The present appeal reminds us of a golden advice given by this Court before more than four decades. In State of U.P. vs. Mohd. Naim, (1964) 2 SCR 363, a single Judge of the High Court of Allahabad while deciding a criminal case, made certain sweeping and uncalled for observations against the entire police force of the State. The State, therefore, approached this Court making grievance against indiscriminate observations by the High Court. Observing that the case was exceptional in nature and inherent powers of expunging remarks were called for, this Court, speaking through S.K. Das, J.
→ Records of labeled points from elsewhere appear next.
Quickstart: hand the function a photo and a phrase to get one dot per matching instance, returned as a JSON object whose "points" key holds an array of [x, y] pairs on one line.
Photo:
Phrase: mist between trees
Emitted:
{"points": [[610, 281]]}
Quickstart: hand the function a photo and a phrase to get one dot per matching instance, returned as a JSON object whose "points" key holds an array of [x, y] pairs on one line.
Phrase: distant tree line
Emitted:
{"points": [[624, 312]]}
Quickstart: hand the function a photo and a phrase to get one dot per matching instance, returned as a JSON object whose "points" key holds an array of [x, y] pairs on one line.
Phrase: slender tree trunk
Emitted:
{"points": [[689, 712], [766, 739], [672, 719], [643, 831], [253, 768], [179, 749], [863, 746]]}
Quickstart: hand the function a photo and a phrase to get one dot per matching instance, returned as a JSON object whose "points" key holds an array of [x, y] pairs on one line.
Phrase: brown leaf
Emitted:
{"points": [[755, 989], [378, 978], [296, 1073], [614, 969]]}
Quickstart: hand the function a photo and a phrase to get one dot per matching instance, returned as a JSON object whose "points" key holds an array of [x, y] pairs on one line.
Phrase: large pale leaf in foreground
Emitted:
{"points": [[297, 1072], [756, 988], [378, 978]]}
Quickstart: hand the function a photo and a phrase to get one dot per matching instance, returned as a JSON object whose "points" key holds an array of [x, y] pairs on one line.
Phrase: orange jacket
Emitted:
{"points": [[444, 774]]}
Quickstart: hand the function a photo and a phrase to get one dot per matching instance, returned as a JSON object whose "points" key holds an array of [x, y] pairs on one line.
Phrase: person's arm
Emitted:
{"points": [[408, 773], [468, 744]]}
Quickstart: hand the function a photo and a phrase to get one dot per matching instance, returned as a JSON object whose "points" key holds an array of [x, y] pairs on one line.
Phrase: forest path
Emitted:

"The last question is, is the present case a case of an exceptional nature in which the learned Judge should have exercised his inherent jurisdiction under S. 561- A Cr.P.C. in respect of the observations complained of by the State Government? If there is one principle of cardinal importance in the administration of justice, it is this : the proper freedom and independence of Judges and Magistrates must be maintained and they must be allowed to perform their functions freely and fearlessly and without undue interference by anybody, even by this Court. At the same time it is equally necessary that in expressing their opinions Judges and Magistrates must be guided by considerations of justice, fair-play and restraint. It is not infrequent that sweeping generalizations defeat the very purpose for which they are made. It has been judicially recognized that in the matter of making disparaging remarks against persons or authorities whose conduct comes into consideration before courts of law in cases to be decided by them, it is relevant to consider (a) whether the party whose conduct is in question is before the court or has an opportunity of explaining of defending himself; (b) whether there is evidence on record bearing on that conduct justifying the remarks;
and (c) whether it is necessary for the decision of the case, as an integral part thereof, to animadvert on that conduct. It has also been recognized that judicial pronouncements must be judicial in nature, and should not normally depart from sobriety, moderation and reserve." (emphasis supplied) In the case on hand, a judicial officer is constrained to approach this Court for expunging remarks made by a single Judge of the High Court of Calcutta against him. The remarks were made in the light of an order passed by the appellant in connection with a criminal case instituted against one Shambhu Sarkar. It was the case of the prosecution that the accused-Shambhu Sarkar was found possessing 1200 grams of ganza on September 21, 2003. He was, therefore, arrested and a case was registered in Naihati P.S. Case No.115 of 1993 under Section 20 of the Narcotic Drugs and Psychotropic Substances Act, 1951 (hereinafter referred to as "NDPS Act"). He was produced on September 22, 2003 before the appellant who was then working as Additional District & Sessions Judge, 6th Court, cum- Special Court under the NDPS Act, Barsat, District 24 Parganas. An application for bail was moved by the accused which was rejected by the appellant.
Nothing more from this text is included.